Developed for use by manufacturers, system integrators, designers and installers of battery energy storage systems, AS/NZS: 5139:2019 intends to set out the requirements for the safety and installation of battery systems connected to power conversion equipment for the supply of AC and DC power.“This standard achieves a lot for the sector by applying a risk-based process to ensure appropriate installation methods are applied depending on the hazards that are identified,” said Sandy Atkins from Standards Australia’s Technical Committee.
The new regulation comes as a result of a consensus, following differing views put forward by the industry. Ahead of the ballot stage of the standard development, one of the vociferous opponents to the draft standard, the Smart Energy Council (SEC), insisted the draft standard was not sufficiently thorough in addressing safety concerns. At the time, the SEC was urging a “No” vote on the draft, noting the requirements are out of step with the risk posed and will add significant expense without significant benefit.
The attempt to define the standard which would simultaneously protect consumers and allow for an unobstructed operation of the industry has proven particularly trying. In a previous attempt to define the standard, the industry was faced with a draft which would have put an effective ban on the installation of lithium-ion battery storage systems inside homes and garages, labelling them a fire risk.

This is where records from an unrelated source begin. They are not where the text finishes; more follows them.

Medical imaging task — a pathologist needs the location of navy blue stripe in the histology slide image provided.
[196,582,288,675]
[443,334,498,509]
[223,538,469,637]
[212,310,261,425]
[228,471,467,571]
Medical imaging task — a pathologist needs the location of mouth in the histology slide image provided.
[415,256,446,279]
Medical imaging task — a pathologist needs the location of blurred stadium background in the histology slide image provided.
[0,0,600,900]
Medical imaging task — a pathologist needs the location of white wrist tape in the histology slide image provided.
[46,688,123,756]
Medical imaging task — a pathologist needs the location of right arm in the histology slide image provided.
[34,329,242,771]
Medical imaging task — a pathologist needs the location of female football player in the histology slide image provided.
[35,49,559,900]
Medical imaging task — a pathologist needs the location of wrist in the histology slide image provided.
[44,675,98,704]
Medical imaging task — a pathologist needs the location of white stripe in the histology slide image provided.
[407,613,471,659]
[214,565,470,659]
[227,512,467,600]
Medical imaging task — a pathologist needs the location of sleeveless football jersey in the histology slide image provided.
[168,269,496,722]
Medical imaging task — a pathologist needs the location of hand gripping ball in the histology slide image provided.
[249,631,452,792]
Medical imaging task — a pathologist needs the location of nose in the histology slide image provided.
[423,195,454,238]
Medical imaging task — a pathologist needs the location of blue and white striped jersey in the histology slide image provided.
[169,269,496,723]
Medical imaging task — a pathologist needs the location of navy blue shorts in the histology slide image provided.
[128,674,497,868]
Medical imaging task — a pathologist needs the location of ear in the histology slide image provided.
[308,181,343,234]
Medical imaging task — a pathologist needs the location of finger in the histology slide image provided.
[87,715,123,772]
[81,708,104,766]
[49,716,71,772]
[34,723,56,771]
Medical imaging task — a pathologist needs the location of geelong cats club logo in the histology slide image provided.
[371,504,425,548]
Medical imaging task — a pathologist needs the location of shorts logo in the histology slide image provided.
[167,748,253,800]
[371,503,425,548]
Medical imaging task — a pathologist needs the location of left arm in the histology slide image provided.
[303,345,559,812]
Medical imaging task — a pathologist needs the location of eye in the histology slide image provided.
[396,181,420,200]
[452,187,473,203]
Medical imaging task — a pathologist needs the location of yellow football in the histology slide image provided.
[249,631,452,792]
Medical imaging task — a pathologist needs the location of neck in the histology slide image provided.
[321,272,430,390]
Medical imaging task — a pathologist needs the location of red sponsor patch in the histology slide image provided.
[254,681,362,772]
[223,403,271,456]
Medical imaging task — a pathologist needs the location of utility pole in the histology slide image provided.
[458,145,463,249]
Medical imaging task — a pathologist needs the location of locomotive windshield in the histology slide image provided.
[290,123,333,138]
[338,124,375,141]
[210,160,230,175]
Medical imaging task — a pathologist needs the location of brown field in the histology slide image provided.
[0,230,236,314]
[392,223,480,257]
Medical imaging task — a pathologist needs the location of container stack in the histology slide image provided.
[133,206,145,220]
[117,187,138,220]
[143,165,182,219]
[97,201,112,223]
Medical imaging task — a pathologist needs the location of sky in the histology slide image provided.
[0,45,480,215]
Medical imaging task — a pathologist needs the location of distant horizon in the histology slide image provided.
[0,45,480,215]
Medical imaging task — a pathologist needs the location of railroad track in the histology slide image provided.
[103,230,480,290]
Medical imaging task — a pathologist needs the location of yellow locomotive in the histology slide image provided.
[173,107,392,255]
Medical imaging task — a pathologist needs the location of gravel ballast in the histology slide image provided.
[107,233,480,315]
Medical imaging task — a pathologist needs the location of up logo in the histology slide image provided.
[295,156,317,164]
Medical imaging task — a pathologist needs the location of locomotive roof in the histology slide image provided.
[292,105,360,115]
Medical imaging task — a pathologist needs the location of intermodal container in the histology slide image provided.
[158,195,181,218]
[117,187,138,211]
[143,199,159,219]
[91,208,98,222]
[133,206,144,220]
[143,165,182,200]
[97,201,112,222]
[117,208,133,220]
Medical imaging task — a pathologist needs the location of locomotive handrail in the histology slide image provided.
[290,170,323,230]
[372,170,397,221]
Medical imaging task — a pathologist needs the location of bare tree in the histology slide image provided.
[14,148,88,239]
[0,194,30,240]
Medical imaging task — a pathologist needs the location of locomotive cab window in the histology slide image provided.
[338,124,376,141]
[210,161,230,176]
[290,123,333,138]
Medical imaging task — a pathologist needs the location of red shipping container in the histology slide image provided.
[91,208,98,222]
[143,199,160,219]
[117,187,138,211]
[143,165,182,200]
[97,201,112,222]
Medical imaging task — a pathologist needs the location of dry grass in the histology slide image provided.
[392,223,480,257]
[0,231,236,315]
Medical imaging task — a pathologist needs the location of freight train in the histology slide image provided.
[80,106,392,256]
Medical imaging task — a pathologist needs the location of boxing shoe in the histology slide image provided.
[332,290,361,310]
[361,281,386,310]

Following an industry outcry over excessive fire safety measures, including a requirement for storage systems to be installed in separate kiosks or bunkers, the draft was scrapped two years ago. While many have argued that such measures could only add costs and make installation of home battery systems more complicated, fears remain that the new standard might not be that much different from the one flagged in 2017.
One of the main concerns still relates to restricted locations for home batteries with regard to fire hazards. For instance, the standard states that storage systems must not be installed on any walls connected to habitable rooms without a surface or barrier in-between made of non-combustible material, such as concrete.
While the question remains whether such requirements are necessary for batteries made by renowned manufacturers, which go through extensive international standard tests before reaching the market, installation standard with homeowner safety in mind is a must. But, it is yet to be seen how the new standard will reflect on the market and whether calls for amendments will follow.
“The work on battery storage standards in Australia will continue, with this being a new standard it is expected there will be future refinement as the industry evolves”, said Chidgey.